Residents in the region, more than 95 percent of whom are ethnic Somalis, are now sorting through the aftermath of the violent incident.
In the wake of the fighting, rumors and hearsay have spread quickly on social media.
In his remarks, Abiy acknowledged widespread rumors and misinformation online and within local communities and urged people to think carefully when presented with information that could be ideologically driven.
“It is important that Ethiopians deal with this with a calm spirit, and when some information comes, take their time to analyze it, and think about it and verify it, after asking questions about where the information comes from,” Abiy said.

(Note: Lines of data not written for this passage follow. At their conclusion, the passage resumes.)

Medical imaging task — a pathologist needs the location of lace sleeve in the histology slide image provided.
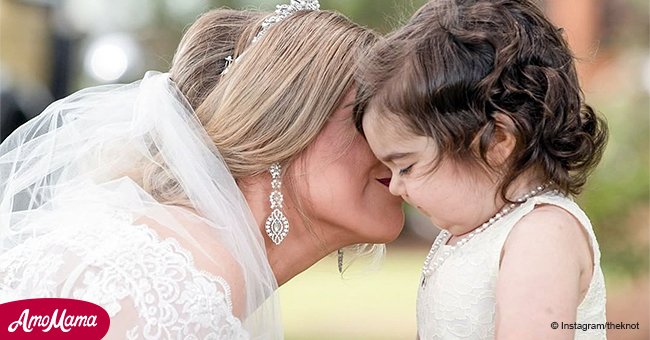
[0,211,248,339]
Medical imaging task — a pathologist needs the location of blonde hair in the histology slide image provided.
[143,9,378,213]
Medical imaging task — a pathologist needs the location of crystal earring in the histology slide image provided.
[266,163,289,245]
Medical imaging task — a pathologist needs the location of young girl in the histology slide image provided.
[355,0,607,339]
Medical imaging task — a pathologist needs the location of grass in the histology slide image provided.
[280,244,648,340]
[280,246,428,340]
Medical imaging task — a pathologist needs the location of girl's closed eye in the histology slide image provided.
[399,164,414,176]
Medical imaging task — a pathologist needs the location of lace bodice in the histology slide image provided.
[0,211,248,339]
[417,193,606,340]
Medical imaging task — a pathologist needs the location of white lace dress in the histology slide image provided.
[0,207,248,339]
[417,193,606,340]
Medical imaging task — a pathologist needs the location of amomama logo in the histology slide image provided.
[0,299,111,339]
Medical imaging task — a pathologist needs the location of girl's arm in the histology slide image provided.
[496,205,593,340]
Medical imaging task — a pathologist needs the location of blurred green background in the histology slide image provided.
[0,0,650,339]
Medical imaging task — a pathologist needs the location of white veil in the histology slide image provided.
[0,72,282,339]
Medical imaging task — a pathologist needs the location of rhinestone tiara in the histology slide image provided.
[253,0,320,42]
[221,0,320,75]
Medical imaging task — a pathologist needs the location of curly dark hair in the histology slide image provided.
[354,0,608,201]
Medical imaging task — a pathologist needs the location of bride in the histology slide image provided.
[0,0,403,339]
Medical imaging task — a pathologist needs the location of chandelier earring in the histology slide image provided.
[265,163,289,245]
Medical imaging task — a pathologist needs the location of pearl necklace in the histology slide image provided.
[422,182,557,287]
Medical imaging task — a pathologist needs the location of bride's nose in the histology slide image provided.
[388,175,405,196]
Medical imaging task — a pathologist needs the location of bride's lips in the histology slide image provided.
[377,177,390,188]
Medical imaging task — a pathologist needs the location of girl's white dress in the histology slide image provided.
[417,193,606,340]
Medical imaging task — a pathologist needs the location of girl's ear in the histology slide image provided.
[486,112,517,168]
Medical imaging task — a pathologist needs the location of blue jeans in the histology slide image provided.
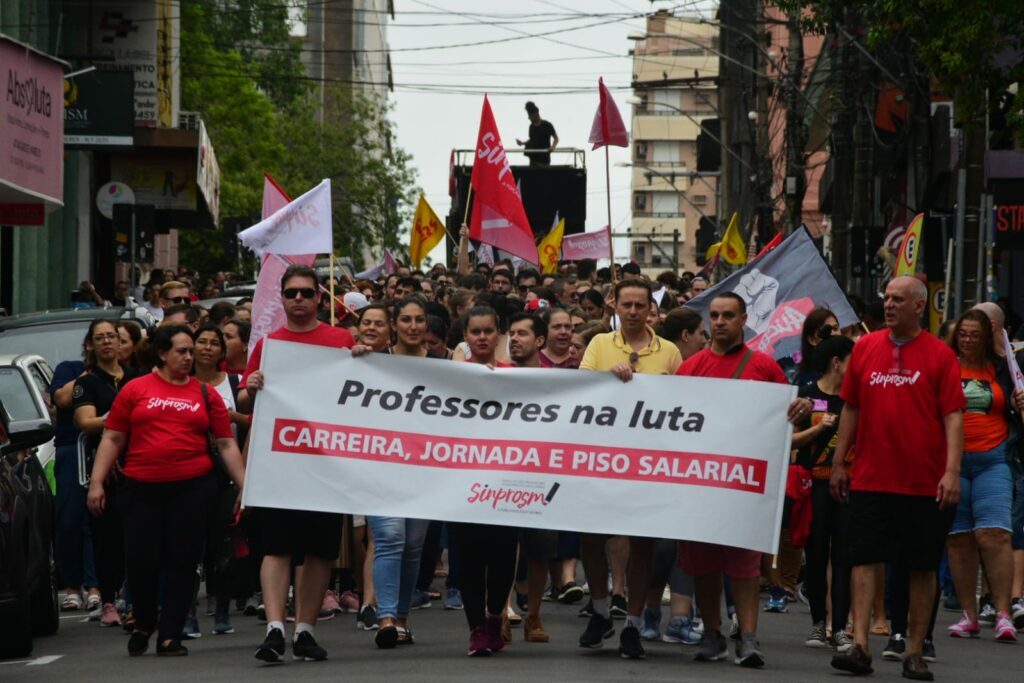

Media access remains curtailed in Ethiopia, particularly in the Somali region, making it difficult to verify local reports and purported government statements.
Earlier this week, Addis Standard, an online, independent news organization focused on developments in Ethiopia, published a report about the federal army disarming the Liyu police, a special force based in the Somali region involved in the recent fighting, but then retracted the post after state TV said the information was based on an unsubstantiated rumor.
In a tweet, the news organization said its story came from a “senior military source.”
Internet blackouts
The Reuters news agency reported that to contain the spread of misinformation — and potentially thwart efforts to organize protests — internet access was blocked for days following the clash in Jijiga.
That step hasn’t been taken since the federal government lifted a state of emergency earlier this year.
Rights groups criticize internet blackouts, but some defend what they consider to be efforts to contain dangerous misinformation that could incite reprisal attacks.
“The internet (social media) has brought out the beast within our soul,” Taye Atske-selassie, Ethiopia’s ambassador to Egypt, tweeted. “The burning question is shall we keep on glamorising the internet or check it so that it isn’t used to incite the killing a fellow human; i.e human rights violations.”
Beyond controlling the flow of information, internet shutdowns also affect local economies. Advocacy groups and think tanks estimate that the blackout in eastern Ethiopia has cost more than $125,000.
Heated rhetoric
Other government officials have used social media in an attempt to sway public opinion.
The interim Somali regional president, Ahmed Abdi Mohamed, recently published a Facebook Live video containing incendiary remarks connected to the federal incursion in the Somali region.
“He called on the locals to resist, to fight back. And he used language that could be considered tribal in nature,” Zecharias Zelalem, an Ethiopian journalist who focuses on events in East Africa for the news site OPride.com, told VOA.
That included making thinly veiled references to taking up arms against the Oromos, one of Ethiopia’s ethnic groups.
“He is not someone whom I could see playing a part to reconcile the different feuding entities in Jijiga and in the Somali region,” Zecharias added.
Buildup to clash
Weeks of failed talks and progressively heightening tension preceded this month’s showdown.
Meetings between Abiy and the ousted regional president, known also as Abdi Illey, failed to produce a breakthrough.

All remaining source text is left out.